# External filter recommendation For Rio180



## Chr1s (24 Jun 2012)

Hello everyone, i am at the stage in my set-up where i am gathering together all of the equipment i will need. Now,i have been looking at external filters as i want to remove the Juwel filter to save space in the tank and remove it from the aquascape. I have been looking at getting an Eheim 2075 pro 3 would this be sufficient for a heavily planted rio180?

Kind regards,
Chris.


----------



## Polyester (24 Jun 2012)

Hi Chris

I am using a Tetratec EX 1200 for my Rio 180, pleased so far, quite a new setup though.

It doesn´t fit in the side cabinets, I have mine in the middle, see my journal for pictures of it.

Regards, 
Anders


----------



## ZliBrka (24 Jun 2012)

I would go for JBL e1500/1501.


----------



## ShaunWhite (25 Jun 2012)

I'd second the JBL e1500. Good filter and fits perfectly in the side cabinets.


----------



## spyder (25 Jun 2012)

I'm running a 2075 on my Rio 125 and it seems sufficient but at times I feel I could do with a little more flow. Not sure how it would perform on the 180.


----------



## ian_m (25 Jun 2012)

I'd third the JBL e1501.

e version consumes 20W as opposed to 35W for non e version. Also slightly less flow of 1400l/hr as opposed to 1500l/hr, but significant energy saving for a 24/7 device.

Filter and fits perfectly in the side cabinets (of Juwel Vision 180) and is easily removable for filter media cleaning. I generally clean every week or two (at water changes) as coarse filter gets covered in plant debris.


----------



## Aqua sobriquet (25 Jun 2012)

Not very scientific but it may be of interest?

http://homepage.ntlworld.com/paul.joyce ... 0Tests.pdf

Just make sure you get a higher flow rate than you think you need!  

Update: Had trouble finding this again but may also help.

http://www.thetropicaltank.co.uk/pi-extf.htm


----------



## jazjac (24 Jul 2012)

I would recommend an All Pond Solutions EF 2000 which is fantastic I find. It is massive and I have the one with a UV bulb fitted. I find with the UV swithched on it heats the water as it passes the bulb and the tank heater never seems to come on as it keeps the water temp perfect, added bonus!
Like I say it is massive and has to sit at the side of the tank but comes with all media you need but i chucked the carbon. Read the reviews on their own site and on amazon. All good. It is never in a million miles actually 2000 ltr per hour but fantastic for the price. I use cheap filter floss in it as extra filtration as the pads that come with it are quite course.  Have a look yourself and check out youtube for( Filter maintenace by TheBossManhunt ). He waffles somewhat but he shows it well. Goodluck.


----------



## LancsRick (24 Jul 2012)

I'm in this exact position! I bought Ady's old Rio 180 which I'm in the process of setting up. Hardscape and plants won't be until this weekend, but I've got the tank plumbed in with 2x JBL e901 greenlines. I like running dual filters, gives more robustness if you ever have a failure!
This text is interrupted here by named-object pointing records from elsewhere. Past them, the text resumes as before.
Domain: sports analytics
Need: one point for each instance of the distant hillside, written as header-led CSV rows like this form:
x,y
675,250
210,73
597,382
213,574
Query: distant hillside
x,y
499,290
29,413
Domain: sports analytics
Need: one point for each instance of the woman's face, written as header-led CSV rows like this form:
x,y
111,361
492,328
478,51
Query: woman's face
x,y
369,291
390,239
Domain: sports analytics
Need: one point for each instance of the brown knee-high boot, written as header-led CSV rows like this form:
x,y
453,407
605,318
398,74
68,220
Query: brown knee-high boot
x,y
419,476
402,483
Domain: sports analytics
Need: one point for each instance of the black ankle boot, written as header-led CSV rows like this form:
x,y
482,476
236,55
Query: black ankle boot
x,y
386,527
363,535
If you give me a week I'll be able to give you a verdict!


----------



## Iain Sutherland (24 Jul 2012)

Eheim everyday of the week and as big as you can afford. Much easier to reduce flow than not have enough.


----------



## Greenview (24 Jul 2012)

If you are still looking you may find that the space in the Rio 180 cabinet could well dictate your choice.


----------



## MisterB (25 Jul 2012)

i use ehiem classics on the majority of my tanks, there great value for money, do a great job while being very simple. there damn quiet to. 

ive got 2x2217s, 1x2215 and 2x2213's. just make sure you look at the + models, as you get the double taps ect that you'll need.


----------



## dw1305 (25 Jul 2012)

Hi all,


> i use ehiem classics on the majority of my tanks, there great value for money, do a great job while being very simple. there damn quiet to.


 Same here, cheap to buy 2nd hand via Ebay, I'd also get 2 double taps (one for each hose) from the same source. 

Eheims are expensive, but they last and you can get spares for them. 

cheers Darrel


----------